ATLANTA — John C. Portman, an architect and developer known for his postmodernist designs that helped reshape cities such as Atlanta and New York, has died. He was 93.
Atlanta Mayor Kasim Reed offered condolences to Portman’s family and said the architect’s love for Atlanta “is well known and unrivaled.”
Portman’s revolutionary designs redefined urban landscapes, though sometimes not without controversy. The New York Times reported that some of his buildings were criticized as concrete islands and self-contained cities within cities.

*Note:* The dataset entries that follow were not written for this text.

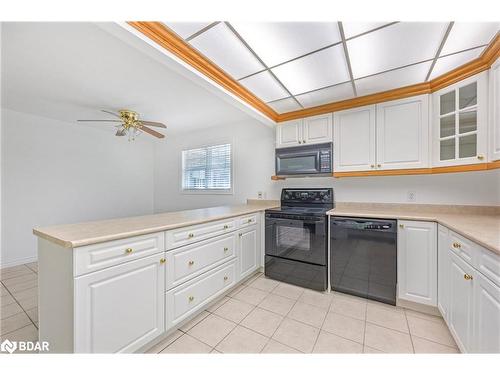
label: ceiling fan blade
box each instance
[139,120,167,129]
[141,125,165,138]
[101,109,121,118]
[76,120,122,122]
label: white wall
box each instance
[0,109,154,266]
[154,119,274,212]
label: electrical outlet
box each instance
[406,191,417,202]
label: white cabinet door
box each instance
[438,225,451,320]
[473,272,500,353]
[448,251,476,352]
[276,120,304,148]
[238,226,260,280]
[489,59,500,161]
[398,220,437,306]
[302,113,332,144]
[377,95,429,169]
[74,253,165,353]
[432,72,488,167]
[333,105,375,172]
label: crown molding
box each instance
[127,21,278,121]
[127,21,500,123]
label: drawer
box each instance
[165,218,237,250]
[449,230,477,267]
[477,245,500,287]
[165,261,236,329]
[73,232,165,276]
[238,213,259,228]
[166,232,237,290]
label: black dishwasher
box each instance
[330,216,397,305]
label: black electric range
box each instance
[265,188,334,291]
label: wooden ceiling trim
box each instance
[131,21,500,123]
[127,21,278,121]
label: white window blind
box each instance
[182,143,231,190]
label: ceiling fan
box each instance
[77,109,166,141]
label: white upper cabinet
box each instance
[432,72,488,167]
[398,220,437,306]
[276,120,304,148]
[377,95,429,169]
[489,59,500,161]
[333,105,375,172]
[302,114,332,144]
[276,113,332,148]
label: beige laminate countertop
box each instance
[327,204,500,255]
[33,200,279,248]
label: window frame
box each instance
[179,139,234,195]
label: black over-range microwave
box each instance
[276,143,333,176]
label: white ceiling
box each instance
[1,23,254,136]
[164,22,500,113]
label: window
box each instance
[182,143,232,192]
[439,82,477,160]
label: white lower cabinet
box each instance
[398,220,437,306]
[238,225,260,280]
[165,261,236,330]
[438,225,450,319]
[74,252,165,353]
[473,272,500,353]
[448,253,475,352]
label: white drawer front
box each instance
[238,213,259,228]
[165,261,236,329]
[166,232,237,290]
[166,218,236,250]
[73,232,165,276]
[478,247,500,287]
[450,231,477,266]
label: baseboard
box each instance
[0,256,38,269]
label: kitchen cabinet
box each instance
[333,105,376,172]
[473,272,500,353]
[398,220,437,306]
[438,225,450,319]
[489,59,500,161]
[432,72,488,167]
[74,253,165,353]
[238,225,260,280]
[276,113,332,148]
[376,95,429,169]
[448,252,475,352]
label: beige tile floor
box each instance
[0,263,458,354]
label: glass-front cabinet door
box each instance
[433,72,488,166]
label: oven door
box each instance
[265,214,328,266]
[276,150,321,176]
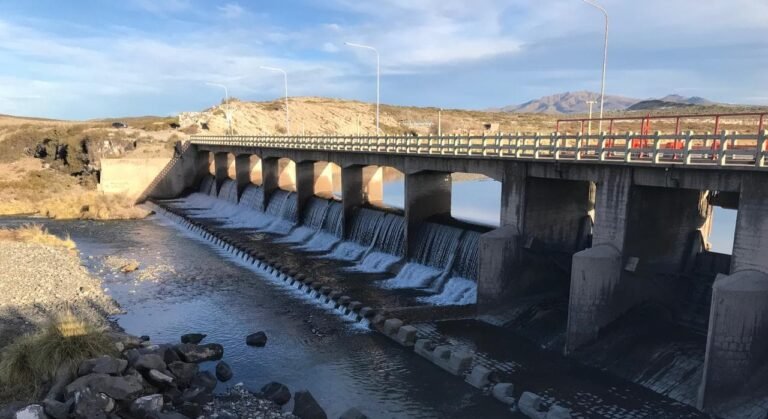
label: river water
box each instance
[0,216,509,418]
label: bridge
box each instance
[142,130,768,408]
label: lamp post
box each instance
[582,0,608,132]
[582,100,602,136]
[344,42,381,135]
[259,66,291,135]
[205,83,232,134]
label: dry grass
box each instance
[0,169,148,220]
[0,224,77,250]
[0,311,115,400]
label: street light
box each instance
[581,100,595,136]
[259,66,291,135]
[344,42,381,135]
[582,0,608,132]
[205,83,232,134]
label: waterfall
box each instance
[323,201,344,237]
[218,179,237,204]
[198,175,216,195]
[304,196,331,230]
[239,185,264,211]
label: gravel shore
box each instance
[0,241,118,348]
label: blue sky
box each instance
[0,0,768,119]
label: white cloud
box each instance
[218,3,245,19]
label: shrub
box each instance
[0,311,116,400]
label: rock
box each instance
[544,404,571,419]
[261,381,291,406]
[133,354,166,371]
[339,407,368,419]
[216,361,233,383]
[130,394,163,417]
[181,333,208,345]
[190,371,217,391]
[293,390,328,419]
[120,260,139,274]
[147,370,173,386]
[43,399,69,419]
[491,383,515,406]
[174,343,224,362]
[14,404,48,419]
[73,389,115,419]
[77,355,128,377]
[168,361,200,388]
[66,374,144,400]
[181,386,213,404]
[176,402,203,418]
[245,332,267,347]
[517,391,545,419]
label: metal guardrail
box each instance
[191,130,768,169]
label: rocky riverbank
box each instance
[0,240,118,349]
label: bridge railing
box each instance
[192,130,768,169]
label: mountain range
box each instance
[495,91,716,113]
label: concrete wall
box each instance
[99,158,170,199]
[524,177,594,251]
[137,143,210,202]
[405,172,451,257]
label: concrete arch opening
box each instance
[451,172,501,227]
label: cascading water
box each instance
[327,208,387,261]
[351,214,405,273]
[238,185,264,211]
[296,200,343,252]
[384,223,463,288]
[277,196,330,243]
[218,179,237,204]
[198,175,216,195]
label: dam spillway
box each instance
[135,137,768,419]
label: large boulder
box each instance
[133,354,166,371]
[130,394,163,418]
[77,355,128,377]
[168,361,200,388]
[261,381,291,406]
[181,333,208,345]
[66,374,144,400]
[293,390,328,419]
[174,343,224,362]
[190,371,217,391]
[216,361,233,383]
[245,332,267,347]
[14,404,48,419]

The Atlanta Journal-Constitution reported that no single architect shaped Atlanta’s skyline like Portman. He gave the city the cylindrical Westin Peachtree Plaza hotel as well as the AmericasMart, an array of buildings downtown where wholesale goods are bought and sold. The newspaper said Portman died Friday.
He also left his mark from San Francisco to Shanghai, and helped revitalize Times Square with his famed New York Marriott Marquis.
“Anyone can build a building and put rooms in it,” he told The New York Times in 2011. “But we should put human beings at the head of our thought processes. You want to hopefully spark their enthusiasm. Like riding in a glass elevator: Everyone talks on a glass elevator. You get on a closed-in elevator, everyone looks down at their shoes. A glass elevator lets people’s spirits expand. Architecture should be a symphony.”
Atlanta Mayor Kasim Reed said few people had shaped the city as much as Portman.
“His signature is written in the Atlanta skyline,” Reed said in a statement. “His love for our city — and for Downtown Atlanta — is well-known and unrivaled.”